Il desiderio frequente di masticare ghiaccio può essere legato a carenze nutrizionali, disturbi comportamentali o provocare danni alla salute dentale.
Cos’è la pagofagia e quando preoccuparsi
La tendenza a masticare compulsivamente ghiaccio, chiamata pagofagia, può essere un’abitudine innocua o un segnale di condizioni mediche sottostanti. In alcuni casi è associata all’anemia sideropenica, in cui la carenza di ferro ostacola la produzione di globuli rossi normali. In presenza di infiammazione della lingua, il ghiaccio può dare sollievo temporaneo. Questo comportamento è stato osservato anche in gravidanza e, pur non manifestandosi in tutti i soggetti con anemia, può fornire un indizio diagnostico al medico.
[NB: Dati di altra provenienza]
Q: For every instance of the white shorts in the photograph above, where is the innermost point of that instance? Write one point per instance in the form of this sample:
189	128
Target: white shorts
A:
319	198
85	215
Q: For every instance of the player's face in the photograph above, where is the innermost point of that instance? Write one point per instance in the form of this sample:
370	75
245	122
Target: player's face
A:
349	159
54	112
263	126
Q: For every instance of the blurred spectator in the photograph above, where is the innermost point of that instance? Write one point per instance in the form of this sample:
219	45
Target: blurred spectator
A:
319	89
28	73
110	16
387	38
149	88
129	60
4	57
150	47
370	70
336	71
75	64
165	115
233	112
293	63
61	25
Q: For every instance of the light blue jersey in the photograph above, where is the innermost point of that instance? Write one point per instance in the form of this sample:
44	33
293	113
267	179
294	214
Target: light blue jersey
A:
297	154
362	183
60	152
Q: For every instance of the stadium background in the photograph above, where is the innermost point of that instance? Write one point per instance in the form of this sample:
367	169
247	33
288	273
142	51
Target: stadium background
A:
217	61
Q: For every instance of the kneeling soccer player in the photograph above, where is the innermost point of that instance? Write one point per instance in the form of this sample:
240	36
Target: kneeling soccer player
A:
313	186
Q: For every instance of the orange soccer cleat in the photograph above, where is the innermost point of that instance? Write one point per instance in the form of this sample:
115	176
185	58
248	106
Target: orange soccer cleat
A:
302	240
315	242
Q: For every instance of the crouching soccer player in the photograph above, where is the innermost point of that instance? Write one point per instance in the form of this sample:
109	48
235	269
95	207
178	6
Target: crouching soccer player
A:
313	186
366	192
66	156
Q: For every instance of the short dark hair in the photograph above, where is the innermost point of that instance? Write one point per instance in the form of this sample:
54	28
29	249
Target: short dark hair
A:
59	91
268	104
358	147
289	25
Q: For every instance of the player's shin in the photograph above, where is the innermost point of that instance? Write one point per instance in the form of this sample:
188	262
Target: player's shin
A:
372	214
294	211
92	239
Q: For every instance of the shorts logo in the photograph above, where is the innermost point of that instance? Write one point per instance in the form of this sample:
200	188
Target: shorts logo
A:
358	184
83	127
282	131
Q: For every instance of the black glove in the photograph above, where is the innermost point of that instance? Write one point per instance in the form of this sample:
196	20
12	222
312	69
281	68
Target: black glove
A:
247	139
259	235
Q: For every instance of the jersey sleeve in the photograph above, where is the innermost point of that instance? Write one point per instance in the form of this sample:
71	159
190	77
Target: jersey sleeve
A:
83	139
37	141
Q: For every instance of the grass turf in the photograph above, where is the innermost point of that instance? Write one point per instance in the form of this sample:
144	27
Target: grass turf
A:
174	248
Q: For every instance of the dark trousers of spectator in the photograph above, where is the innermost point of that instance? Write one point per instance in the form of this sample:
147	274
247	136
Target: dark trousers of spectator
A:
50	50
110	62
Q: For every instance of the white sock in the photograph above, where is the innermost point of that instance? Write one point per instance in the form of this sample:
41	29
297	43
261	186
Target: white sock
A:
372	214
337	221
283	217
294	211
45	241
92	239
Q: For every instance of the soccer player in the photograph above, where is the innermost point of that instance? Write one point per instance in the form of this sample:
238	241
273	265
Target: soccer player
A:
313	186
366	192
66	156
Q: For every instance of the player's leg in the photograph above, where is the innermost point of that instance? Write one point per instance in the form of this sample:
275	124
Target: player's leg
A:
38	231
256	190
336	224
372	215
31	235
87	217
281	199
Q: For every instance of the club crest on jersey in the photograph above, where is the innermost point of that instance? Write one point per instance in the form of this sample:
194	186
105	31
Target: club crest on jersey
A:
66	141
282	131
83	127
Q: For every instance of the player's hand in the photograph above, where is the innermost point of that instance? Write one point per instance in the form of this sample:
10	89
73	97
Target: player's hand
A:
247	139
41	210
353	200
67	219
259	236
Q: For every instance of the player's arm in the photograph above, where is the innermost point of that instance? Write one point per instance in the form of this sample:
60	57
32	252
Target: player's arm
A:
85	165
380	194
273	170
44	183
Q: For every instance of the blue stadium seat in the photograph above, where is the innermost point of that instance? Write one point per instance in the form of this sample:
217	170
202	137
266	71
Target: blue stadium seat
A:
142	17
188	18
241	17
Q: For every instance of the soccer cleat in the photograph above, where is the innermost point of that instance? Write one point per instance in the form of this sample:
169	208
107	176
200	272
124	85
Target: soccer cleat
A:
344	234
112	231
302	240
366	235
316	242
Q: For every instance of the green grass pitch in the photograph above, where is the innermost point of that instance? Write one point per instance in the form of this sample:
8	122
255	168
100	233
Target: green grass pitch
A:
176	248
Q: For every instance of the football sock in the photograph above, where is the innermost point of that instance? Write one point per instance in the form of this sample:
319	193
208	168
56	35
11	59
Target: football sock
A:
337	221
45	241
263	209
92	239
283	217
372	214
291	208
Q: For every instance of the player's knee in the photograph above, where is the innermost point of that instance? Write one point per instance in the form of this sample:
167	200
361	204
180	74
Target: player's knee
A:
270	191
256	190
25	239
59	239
La pica e le sue possibili origini
La pagofagia rientra nella pica, disturbo caratterizzato dal desiderio di ingerire sostanze prive di valore nutrizionale, come ghiaccio, argilla o carta. Può essere collegata a carenze minerali, ma anche a condizioni psicologiche come disturbi ossessivo-compulsivi, stress o problematiche dello sviluppo. In questi casi, una valutazione medica approfondita è necessaria per individuarne la causa e, se di origine comportamentale, la terapia cognitivo-comportamentale può risultare utile.
Effetti dannosi sui denti
Masticare ghiaccio in modo regolare può compromettere la salute dentale. Il freddo intenso e la consistenza dei cubetti possono provocare sensibilità, dolori, microfratture dello smalto e problemi a mascella e muscoli facciali. Con il tempo, questo comportamento può causare danni strutturali permanenti ai denti.